ギターを弾く上でほとんどのプレイヤーが使うピック‐楽器業界ではフラットピックと呼びます‐
を、ベックはこの時期からほとんど使用しなくなり、親指、人差し指、中指の三本の指で弦を弾くようになりました。
このフィンガーピッキング・スタイル自体は決してベックの専売特許というわけではなく、ギターの歴史を探れば多くの名手が見つかります。ベック自身も自分と比較的近い年代のギタリストとしてマーク・ノップラー(DIRE STRAITS)の名を挙げています。
しかし、フラットピックに比べ音が丸くなりエッジが立ちにくくなるとされるフィンガーピッキングを駆使し、ヘヴィに歪んだサウンドでありながらどこか人間の肉声を思わせるオーガニックなトーンを鳴らすベックをこのJBGSで聴いた世界中のギタリストは、おそらく血の気が引いたのではないでしょうか。
あかん、こんなん逆立ちしても弾かれへん(;^ω^)
と。
…ホントはこのJBGSでベックがさらに発展させたベンディングについても触れたいのですが、そうなるとさらに長くなってしまうので今回は割愛いたします。いつか他の記事として投稿する予定ですのでお楽しみに。

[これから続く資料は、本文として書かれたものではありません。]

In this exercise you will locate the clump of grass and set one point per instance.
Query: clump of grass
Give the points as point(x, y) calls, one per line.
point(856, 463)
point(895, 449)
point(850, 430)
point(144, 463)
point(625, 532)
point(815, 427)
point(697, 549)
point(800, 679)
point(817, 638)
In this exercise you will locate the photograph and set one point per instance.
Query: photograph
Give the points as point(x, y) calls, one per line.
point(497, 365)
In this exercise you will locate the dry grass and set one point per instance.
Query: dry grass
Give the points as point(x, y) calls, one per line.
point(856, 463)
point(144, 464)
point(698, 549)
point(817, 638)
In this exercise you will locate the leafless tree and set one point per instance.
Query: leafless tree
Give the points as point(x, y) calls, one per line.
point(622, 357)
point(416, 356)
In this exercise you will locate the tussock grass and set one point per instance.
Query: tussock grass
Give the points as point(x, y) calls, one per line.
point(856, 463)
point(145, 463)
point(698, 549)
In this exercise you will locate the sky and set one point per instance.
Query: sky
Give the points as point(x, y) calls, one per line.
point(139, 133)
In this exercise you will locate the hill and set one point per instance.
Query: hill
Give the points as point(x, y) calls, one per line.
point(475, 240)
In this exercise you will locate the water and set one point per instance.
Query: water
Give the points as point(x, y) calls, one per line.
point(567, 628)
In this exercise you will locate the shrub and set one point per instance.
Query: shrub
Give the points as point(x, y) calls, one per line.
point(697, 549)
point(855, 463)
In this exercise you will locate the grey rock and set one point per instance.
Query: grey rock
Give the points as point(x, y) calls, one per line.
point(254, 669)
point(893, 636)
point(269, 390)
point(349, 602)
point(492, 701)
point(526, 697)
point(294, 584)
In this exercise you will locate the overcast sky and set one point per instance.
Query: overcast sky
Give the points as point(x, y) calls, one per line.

惜しむらくはJBGSから次のオリジナル・スタジオアルバム”WHO ELSE!”まで実に10年のブランクが出来てしまうことですが、その間にもレコーディングは不定期ながら継続していたようですし、またその空白の期間にもベックのギタープレイはさらに進化&深化していったわけですから、いちファンとしては稀代の異才ジェフ・ベックをこれからも信じて待っておけばいい‐後追い世代ゆえの実に虫のいい話ですが、ボクはこのアルバムを聴くたびにそう思います。